Benevolent Bots is Lemonade’s new podcast series about the overlap of a few issues that are always on our minds: Artificial intelligence, insurance, and ethics.
Co-hosted by Lemonade CEO Daniel Schreiber and our in-house AI Ethics and Fairness Advisor Tulsee Doshi, Benevolent Bots takes a deep dive into big questions about technology and responsibility. Our second episode features a conversation with Ivana Bartoletti, Global Chief Privacy Officer at Wipro.
“Our goal is to talk about privacy and the challenges in the insurance space specifically—where we want to balance pricing risk accurately with the privacy implications of collecting data and leveraging it via machine learning.”Tulsee Doshi, Lemonade’s AI Ethics and Fairness Advisor
Now, AI ethics is a nuanced field—and one that’s very much not suited to quick soundbites. Topics covered in this episode include storytelling and Privacy by Design; the wave of privacy-focused legislation sweeping over the globe; telematics; and much more.
But if you’re looking to quickly glean some insights before fully committing to the episode, we’ve summarized a few key points below (edited and condensed for length and clarity).
Dual demands, dual concerns
“The issue that we’re going to have for years to come is going to be privacy and innovation, privacy and personalization, privacy and efficiency,” explains Ivana Bartoletti. “I say privacy and—I don’t say privacy or.
A company that wants to innovate—and upholds the rights and dignity of people—is a company that’s going to last for a long time.
Citizens, consumers, we want good products, we like having the product that allows us to make our life easier. A product which is tailored to our needs. But we want these two things [a tailored product, and privacy] to go together.”
Stop talking about necessary trade-offs
“In my view, a company that avoids the language of ‘trade-off’ is a company that does things right,” Bartoletti says. “Too often, I hear this sort of language of trade-off too often. ‘We have to choose between privacy and innovation.’ We’ve seen it during the pandemic: ‘We have to choose between privacy, and the ability to trace individuals. To monitor the pandemic, we have to choose between privacy and security.’ It doesn’t have to be like that.
“We can do both…. Of course, there are different cultures, different thresholds of what people feel comfortable with, but there are also values that hold us together—values around fairness in the way that data is treated, values about transparency. Control, to an extent, over one’s data.”
Maybe not a trade-off… but at least a balancing act
“In broad strokes, more data leads to greater precision,” says Daniel Schreiber. “The more I know about you, the more I am able to discern whether you are similar or dissimilar to the person standing next to you, in terms of the risks that you represent for whatever insurance I’m offering you. And again, there’s a mode of fairness here, and of ethics, because I avoid using proxies.
“I don’t just judge by gender or by credit score. And I start looking really at the content of your character…. The more I know about you, the more precisely I can price…. That’s really the balance that we need to think through.”

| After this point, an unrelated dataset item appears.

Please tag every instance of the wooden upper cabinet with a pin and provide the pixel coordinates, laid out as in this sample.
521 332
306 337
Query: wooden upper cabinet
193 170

Fairness, like ethics, doesn’t have a single definition
“You have to navigate what your concept of fairness is,” says Bartoletti, harkening back to Meg Mitchell’s discussion of ethics in the debut episode of Benevolent Bots. “What do you think is fair for you as an organization?…. The definition of fairness is different mathematically, philosophically, legally. Teams speak different languages. If I say fairness in statistical terms, it’s very different from what a lawyer would understand around fairness…. The issue is also ethical, it goes beyond and above ‘the law.'”
Moving beyond the trade-off phase
“If we really want to harness all this data—which I understand is important and actually benefits the consumer—that benefit for the consumer needs to go alongside an increased effort to protect privacy,” Bartoletti says simply. “Let’s experiment with things like federated learning or something that allows us to decentralize the way that we harness this information.”
Explain, don’t nudge
“How you communicate to the customer what’s happening, what kind of data you’re collecting about them?” Bartoletti ponders. “Without the ‘marketing tone,’ it means really being able to explain to them what it means to collect data, at which point it’s collected, where it’s going, how long it’s going to be held…. Having new ways to present this information is really important—like using legal design, where you express complicated concepts in an eclectic way….
“I would never use the language that says, ‘if you don’t allow us to do that, then we won’t be able to price this. That’s the trade-off language. Then you are, to an extent, using dark pattern methods, nudging people into making a choice rather than saying to them, ‘look, this is what we are, this is what we do, this is how we collect data’—and then informing the consumer to make the best choice.”
“….We have a duty to allow consumers to make that choice. We can’t nudge individuals [and] say, ‘look, if you don’t give us the data, you’re going to get crap service. But if you give you, give us all your data, you’re going to get fantastic service. That’s not the point…. [The goal is to have] users make an informed choice, not feel that they’ve been tricked into having to accept the terms and conditions.”